Of course, most of the choices would only impact stories that have a tactical element in their storytelling (so, military space operas and stories that have fighting in space in general and not just ships as a means to go from place A to B.
- normal Warp-Travel like Star Trek that has infinite start- and endpoints.
- Hyperlanes, that always go from point A to B in a controlled network that is "geographically" together. You can't take direct routes, you must follow the lanes. And if the lanes go through 4 Solar Systems to get through to your goal, you must go through those 4 Systems, you can't just directly fly to your target system. That makes Chokepoints and Defense-in-depth possible for storytelling purposes.
- Jump-Gate, artificial constructs that bend the universe between point A and B. If the Gate is destroyed, the system would be "lost". I did a Novel with that in mind, some years ago. There was already an ancient network of gates but if you "lost" one of the gates, you had to fly there sub-light (So normally a 10- to 50-year journey) and construct a new one if it was the only gate in that system.
- Jump-drives that don't work inner-system, so that you have to fly sub-light for weeks in the system before you were at the targeted Planet. (like Battletech)

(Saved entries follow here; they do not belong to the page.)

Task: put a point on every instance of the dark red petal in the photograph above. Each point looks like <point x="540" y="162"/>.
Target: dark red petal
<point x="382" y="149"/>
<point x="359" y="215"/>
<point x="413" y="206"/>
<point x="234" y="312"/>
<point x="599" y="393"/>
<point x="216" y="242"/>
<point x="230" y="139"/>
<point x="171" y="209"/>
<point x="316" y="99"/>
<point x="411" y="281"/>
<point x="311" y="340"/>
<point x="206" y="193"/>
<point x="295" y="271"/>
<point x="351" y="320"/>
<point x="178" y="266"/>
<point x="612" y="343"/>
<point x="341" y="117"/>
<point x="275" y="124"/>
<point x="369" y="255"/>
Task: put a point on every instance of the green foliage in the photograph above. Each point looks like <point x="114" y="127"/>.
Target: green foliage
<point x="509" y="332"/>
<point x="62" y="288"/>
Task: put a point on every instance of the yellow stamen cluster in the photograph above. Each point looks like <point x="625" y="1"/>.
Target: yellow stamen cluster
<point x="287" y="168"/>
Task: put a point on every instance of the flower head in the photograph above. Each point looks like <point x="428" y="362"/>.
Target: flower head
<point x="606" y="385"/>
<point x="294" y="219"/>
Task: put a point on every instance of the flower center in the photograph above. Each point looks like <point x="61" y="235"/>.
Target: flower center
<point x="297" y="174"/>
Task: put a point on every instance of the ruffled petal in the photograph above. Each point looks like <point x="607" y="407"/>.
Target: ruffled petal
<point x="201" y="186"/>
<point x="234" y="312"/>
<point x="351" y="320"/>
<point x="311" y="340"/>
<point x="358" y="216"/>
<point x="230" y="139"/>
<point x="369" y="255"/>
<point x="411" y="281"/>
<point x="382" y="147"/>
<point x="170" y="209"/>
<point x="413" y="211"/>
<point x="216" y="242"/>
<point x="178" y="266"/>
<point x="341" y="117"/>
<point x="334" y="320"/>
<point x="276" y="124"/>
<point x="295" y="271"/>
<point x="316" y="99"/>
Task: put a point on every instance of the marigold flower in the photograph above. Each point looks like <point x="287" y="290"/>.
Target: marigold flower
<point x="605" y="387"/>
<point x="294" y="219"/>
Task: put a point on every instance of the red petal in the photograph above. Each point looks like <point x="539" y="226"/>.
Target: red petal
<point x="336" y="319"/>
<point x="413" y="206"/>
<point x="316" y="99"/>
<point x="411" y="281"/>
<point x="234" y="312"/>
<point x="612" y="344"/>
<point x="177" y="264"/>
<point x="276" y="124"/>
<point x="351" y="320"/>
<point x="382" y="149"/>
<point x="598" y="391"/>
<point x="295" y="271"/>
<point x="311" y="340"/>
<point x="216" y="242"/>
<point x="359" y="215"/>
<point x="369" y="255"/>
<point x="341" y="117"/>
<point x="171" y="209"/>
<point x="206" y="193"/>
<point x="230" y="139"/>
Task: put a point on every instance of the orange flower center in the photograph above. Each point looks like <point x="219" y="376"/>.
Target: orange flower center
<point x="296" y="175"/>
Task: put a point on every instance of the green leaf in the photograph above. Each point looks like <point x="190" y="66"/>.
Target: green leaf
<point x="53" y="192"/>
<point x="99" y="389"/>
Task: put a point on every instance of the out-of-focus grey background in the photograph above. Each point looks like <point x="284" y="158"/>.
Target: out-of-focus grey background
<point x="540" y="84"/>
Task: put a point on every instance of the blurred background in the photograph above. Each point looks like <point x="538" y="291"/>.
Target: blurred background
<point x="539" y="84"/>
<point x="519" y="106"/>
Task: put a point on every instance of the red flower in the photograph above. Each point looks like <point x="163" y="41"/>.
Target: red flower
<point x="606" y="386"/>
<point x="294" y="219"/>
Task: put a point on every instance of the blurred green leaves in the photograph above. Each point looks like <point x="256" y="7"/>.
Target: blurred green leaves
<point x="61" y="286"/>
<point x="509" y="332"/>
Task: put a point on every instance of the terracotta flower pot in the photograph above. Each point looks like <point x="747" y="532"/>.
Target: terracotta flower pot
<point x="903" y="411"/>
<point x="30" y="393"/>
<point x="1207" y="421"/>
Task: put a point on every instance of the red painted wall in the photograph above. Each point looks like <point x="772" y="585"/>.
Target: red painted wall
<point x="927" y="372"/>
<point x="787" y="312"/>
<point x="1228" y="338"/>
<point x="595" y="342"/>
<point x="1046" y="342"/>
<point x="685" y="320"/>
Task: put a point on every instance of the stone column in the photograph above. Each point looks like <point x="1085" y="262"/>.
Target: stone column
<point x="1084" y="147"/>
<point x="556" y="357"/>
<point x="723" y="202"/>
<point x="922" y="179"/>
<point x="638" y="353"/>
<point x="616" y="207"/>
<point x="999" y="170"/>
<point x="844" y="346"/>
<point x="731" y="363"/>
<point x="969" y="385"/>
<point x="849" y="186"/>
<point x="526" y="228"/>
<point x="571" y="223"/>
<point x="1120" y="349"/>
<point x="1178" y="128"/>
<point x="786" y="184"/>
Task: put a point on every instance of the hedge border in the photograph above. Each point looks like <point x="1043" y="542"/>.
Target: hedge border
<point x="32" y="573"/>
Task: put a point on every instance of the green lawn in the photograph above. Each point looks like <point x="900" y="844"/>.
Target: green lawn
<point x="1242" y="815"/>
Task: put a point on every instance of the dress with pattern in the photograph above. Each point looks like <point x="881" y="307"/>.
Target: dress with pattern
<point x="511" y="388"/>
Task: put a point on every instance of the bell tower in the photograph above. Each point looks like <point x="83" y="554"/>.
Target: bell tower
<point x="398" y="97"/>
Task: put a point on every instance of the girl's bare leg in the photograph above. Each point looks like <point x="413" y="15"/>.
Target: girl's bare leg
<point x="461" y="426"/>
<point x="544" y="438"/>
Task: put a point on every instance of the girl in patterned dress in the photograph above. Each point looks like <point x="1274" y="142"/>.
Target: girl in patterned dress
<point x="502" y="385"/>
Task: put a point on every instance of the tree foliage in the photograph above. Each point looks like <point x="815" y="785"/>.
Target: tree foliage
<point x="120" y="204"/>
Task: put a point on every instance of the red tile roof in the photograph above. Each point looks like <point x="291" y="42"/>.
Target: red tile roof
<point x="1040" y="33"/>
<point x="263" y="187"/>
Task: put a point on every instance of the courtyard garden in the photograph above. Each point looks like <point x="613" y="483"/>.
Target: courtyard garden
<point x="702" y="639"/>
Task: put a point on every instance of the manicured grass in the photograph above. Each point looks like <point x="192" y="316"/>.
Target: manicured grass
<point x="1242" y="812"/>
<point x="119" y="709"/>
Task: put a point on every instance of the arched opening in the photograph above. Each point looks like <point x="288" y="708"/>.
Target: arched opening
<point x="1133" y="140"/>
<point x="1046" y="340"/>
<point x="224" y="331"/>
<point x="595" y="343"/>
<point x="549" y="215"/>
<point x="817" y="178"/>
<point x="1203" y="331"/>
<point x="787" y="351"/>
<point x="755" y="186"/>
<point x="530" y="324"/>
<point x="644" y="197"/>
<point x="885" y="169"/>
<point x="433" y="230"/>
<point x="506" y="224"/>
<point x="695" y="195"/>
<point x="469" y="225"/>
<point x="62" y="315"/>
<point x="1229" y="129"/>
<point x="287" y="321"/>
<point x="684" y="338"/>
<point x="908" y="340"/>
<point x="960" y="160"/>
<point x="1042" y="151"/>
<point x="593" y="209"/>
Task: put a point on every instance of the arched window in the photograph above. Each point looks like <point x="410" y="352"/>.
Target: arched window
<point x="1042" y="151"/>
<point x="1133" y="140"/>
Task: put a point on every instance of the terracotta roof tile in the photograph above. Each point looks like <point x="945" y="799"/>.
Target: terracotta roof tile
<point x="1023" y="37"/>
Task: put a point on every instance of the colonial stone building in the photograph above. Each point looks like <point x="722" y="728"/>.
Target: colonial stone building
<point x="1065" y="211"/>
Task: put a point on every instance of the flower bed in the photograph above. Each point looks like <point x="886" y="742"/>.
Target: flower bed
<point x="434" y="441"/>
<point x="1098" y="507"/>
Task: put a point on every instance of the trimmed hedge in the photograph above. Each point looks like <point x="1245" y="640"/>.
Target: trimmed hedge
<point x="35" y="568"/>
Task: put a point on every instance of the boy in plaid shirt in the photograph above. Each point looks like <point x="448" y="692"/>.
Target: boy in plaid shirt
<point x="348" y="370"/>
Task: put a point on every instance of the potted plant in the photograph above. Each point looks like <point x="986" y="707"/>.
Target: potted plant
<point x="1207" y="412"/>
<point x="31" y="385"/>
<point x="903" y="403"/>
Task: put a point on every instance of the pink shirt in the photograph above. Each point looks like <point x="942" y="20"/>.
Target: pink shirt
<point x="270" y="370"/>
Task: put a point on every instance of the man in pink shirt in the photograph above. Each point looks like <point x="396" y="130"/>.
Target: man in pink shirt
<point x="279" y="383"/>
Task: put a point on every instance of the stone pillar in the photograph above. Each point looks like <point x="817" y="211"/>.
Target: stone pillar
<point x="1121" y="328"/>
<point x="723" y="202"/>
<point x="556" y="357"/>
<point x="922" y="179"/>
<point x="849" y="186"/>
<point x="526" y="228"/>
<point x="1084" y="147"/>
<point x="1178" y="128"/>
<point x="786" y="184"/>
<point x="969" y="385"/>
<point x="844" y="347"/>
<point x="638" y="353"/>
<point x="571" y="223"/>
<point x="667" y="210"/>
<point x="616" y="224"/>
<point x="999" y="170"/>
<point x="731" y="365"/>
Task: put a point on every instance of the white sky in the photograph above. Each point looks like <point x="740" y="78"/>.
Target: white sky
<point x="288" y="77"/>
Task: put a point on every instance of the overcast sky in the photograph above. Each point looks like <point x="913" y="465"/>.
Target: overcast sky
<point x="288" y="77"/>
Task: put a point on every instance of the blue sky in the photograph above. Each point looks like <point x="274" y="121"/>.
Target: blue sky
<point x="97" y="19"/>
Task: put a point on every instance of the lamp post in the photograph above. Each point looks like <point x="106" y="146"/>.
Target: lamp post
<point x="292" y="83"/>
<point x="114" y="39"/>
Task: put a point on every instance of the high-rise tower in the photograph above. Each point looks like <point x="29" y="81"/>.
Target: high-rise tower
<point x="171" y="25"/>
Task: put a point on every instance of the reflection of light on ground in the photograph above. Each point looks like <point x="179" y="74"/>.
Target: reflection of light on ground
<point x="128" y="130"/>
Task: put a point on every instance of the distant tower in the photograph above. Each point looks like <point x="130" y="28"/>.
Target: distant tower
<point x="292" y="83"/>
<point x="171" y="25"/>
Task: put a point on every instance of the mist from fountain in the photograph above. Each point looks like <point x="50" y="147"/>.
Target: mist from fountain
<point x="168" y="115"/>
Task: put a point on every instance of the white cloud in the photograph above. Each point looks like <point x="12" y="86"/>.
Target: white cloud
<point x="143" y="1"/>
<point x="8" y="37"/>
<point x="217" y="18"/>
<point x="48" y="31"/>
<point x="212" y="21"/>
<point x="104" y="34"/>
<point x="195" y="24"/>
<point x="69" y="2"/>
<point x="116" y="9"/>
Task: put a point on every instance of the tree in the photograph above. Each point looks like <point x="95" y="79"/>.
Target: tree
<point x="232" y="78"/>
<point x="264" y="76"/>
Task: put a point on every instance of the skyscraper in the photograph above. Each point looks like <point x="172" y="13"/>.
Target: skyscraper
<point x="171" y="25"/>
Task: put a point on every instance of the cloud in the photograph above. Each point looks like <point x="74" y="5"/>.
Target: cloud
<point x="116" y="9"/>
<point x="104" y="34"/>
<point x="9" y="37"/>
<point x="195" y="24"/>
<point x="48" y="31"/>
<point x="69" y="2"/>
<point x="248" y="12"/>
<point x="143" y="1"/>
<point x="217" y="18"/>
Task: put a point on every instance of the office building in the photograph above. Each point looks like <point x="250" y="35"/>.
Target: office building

- Chaotic natural Wormholes that don't conform to the natural layout of the Galaxy. Wormholes that don't connect neighboring Solar Systems, it is completely random. That means that not distance between stars would determine the layout of the empire, but the connection of the Wormholes. Finding new wormholes could undermine political stability of the galaxy because a new wormhole could connect two powerful empires that previously were too far away from another (meaning, too many jumps through other third-party Solar System wormholes).